The Annual 2012

School of Visual Arts
Newsmakers

A Class Divided

“Fragmentation”

As its title suggests, “Fragmentation” was an exhibition divided. On view in September 2011 and featuring work of 33 artists who had graduated from the MFA Fine Arts Department earlier in the year, the show was spread among eight different galleries on Manhattan’s Lower East Side, a spread that reflected the diverse backgrounds of the participants. “I envision this project as mirroring the condition of the artists and the gallery spaces,” said faculty member Dan Cameron, who curated the show. “They are united and separate. Nobody belongs but everyone must find a place.”

In his curatorial statement, Cameron described the “annual tradition” of organizing a postgraduate exhibition.

This rite started auspiciously, with a 10-day show at David Zwirner in June 2006. Subsequent installations took place at Perry Rubenstein Gallery (‘Plus One,’ 2010), and at spaces in Kansas City, San Antonio and New Orleans (‘MFA Road Show,’ 2007). At a precarious moment in the world economy we presented ‘A New Currency’ in a former pet shop on Delancey Street (2009), and the year before that sent the exhibition to Korea in a single suitcase. In the past, these postgraduate group shows have generated significant press and participatory responses. ‘A New Currency’ was picked up widely in blogs and magazines, and mentioned in a New York Times interview with Chuck Close on the recession’s effect on the way artists exhibit today. With ‘Fragmentation,’ whose format has not been attempted on this scale before, we expect even more conversation to ensue.

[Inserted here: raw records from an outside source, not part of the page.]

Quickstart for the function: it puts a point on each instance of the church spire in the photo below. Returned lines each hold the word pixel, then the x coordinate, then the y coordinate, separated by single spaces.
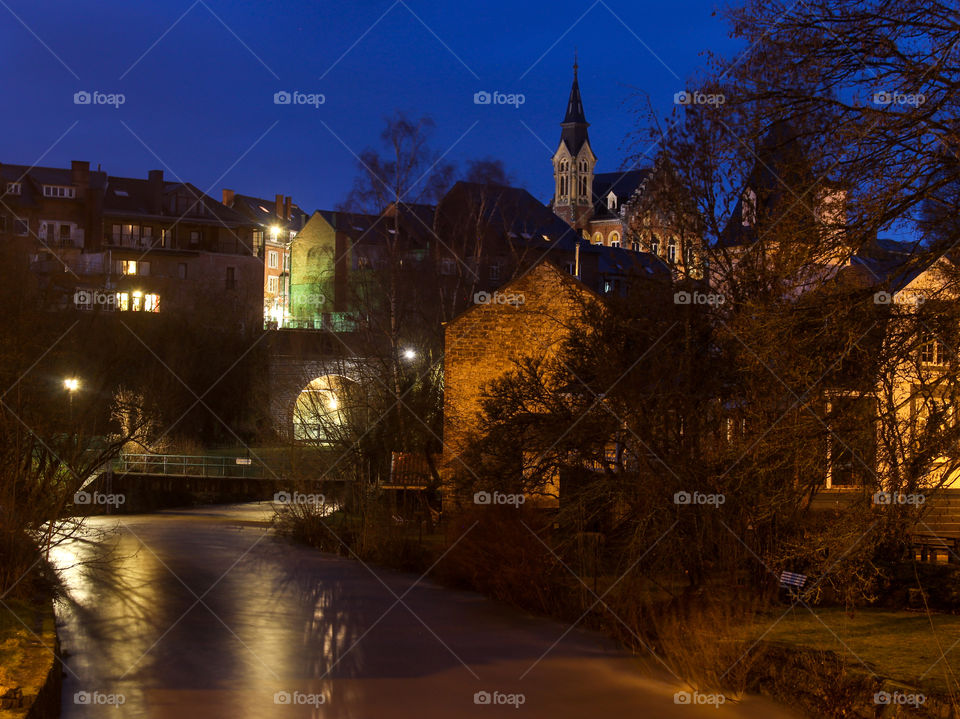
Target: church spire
pixel 574 124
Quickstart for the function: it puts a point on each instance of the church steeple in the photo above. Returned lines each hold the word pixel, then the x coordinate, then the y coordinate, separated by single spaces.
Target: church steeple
pixel 573 162
pixel 574 124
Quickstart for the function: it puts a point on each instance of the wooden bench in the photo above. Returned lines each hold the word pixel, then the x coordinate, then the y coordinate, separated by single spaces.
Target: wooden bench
pixel 929 546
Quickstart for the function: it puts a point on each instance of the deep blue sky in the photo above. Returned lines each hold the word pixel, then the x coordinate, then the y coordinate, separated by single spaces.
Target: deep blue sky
pixel 203 95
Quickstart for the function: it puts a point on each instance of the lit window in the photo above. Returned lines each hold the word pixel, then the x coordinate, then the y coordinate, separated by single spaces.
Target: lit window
pixel 59 191
pixel 932 352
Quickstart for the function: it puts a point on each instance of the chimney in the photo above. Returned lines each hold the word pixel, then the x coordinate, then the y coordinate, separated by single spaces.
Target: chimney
pixel 80 174
pixel 155 188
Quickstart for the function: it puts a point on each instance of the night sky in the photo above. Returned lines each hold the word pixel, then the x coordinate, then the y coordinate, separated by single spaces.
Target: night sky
pixel 199 79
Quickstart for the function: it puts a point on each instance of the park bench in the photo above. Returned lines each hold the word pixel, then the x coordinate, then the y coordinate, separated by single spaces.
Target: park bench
pixel 929 546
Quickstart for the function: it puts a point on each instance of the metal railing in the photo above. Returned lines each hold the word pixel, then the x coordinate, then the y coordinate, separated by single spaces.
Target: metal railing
pixel 185 465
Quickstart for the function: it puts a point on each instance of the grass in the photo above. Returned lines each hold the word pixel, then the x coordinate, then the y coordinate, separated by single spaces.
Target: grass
pixel 903 646
pixel 25 660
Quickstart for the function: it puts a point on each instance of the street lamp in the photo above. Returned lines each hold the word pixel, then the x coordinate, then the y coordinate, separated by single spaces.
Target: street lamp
pixel 71 384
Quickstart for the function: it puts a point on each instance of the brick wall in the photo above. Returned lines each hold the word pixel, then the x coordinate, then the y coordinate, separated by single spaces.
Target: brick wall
pixel 483 343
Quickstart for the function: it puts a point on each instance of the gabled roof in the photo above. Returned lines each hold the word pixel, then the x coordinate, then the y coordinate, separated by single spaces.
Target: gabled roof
pixel 264 212
pixel 511 209
pixel 32 180
pixel 133 196
pixel 622 184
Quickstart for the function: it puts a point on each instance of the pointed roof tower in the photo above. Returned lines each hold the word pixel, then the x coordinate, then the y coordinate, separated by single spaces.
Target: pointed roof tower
pixel 574 124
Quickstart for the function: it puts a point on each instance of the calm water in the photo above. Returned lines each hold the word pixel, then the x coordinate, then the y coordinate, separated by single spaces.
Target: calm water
pixel 203 613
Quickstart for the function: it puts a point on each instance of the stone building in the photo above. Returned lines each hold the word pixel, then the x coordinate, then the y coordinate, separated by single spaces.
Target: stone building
pixel 484 342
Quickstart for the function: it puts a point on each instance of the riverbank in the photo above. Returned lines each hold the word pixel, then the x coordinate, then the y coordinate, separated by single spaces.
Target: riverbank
pixel 29 669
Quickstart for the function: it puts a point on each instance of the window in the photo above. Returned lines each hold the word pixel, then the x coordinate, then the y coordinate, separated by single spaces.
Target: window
pixel 126 235
pixel 932 352
pixel 64 191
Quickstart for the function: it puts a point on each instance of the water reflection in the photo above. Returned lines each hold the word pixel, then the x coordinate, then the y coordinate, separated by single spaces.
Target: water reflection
pixel 206 614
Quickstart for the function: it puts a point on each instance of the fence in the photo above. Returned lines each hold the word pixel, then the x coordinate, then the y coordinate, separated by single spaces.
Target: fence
pixel 184 465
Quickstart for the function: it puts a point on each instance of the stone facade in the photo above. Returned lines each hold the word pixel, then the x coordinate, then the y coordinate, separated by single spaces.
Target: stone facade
pixel 529 316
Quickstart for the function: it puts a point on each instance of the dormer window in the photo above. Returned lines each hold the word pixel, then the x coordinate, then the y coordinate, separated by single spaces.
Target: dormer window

And conversation did ensue, beginning with a report by Linda Yablonsky on Artforum.com:

EXCUSE ME, but are there more galleries in New York than ever? So it seemed last week, when the fall art season got under way with nearly sixty openings in Chelsea and on the Lower East Side. This was just a prelude to the coming week, when at least forty more galleries will enter the fray uptown and down—and I’m not even counting what the museums have in store. What a bounty! Art must be soothing many a savage toad in the hole. How else to explain the surfeit when economies around the globe are stuttering? “Somehow it all keeps going,” dealer Andrew Kreps observed at one point. “And we have to keep going with it.”

So I went.

Wednesday belonged to the LES, where curator Dan Cameron had something of a monopoly, having organized group shows of SVA grads at eight different galleries. As if that hadn’t given him enough to do, he had also put together a show combining art from New Orleans and Turkey at C24, a multilevel gallery that Turkish investors were opening in Chelsea.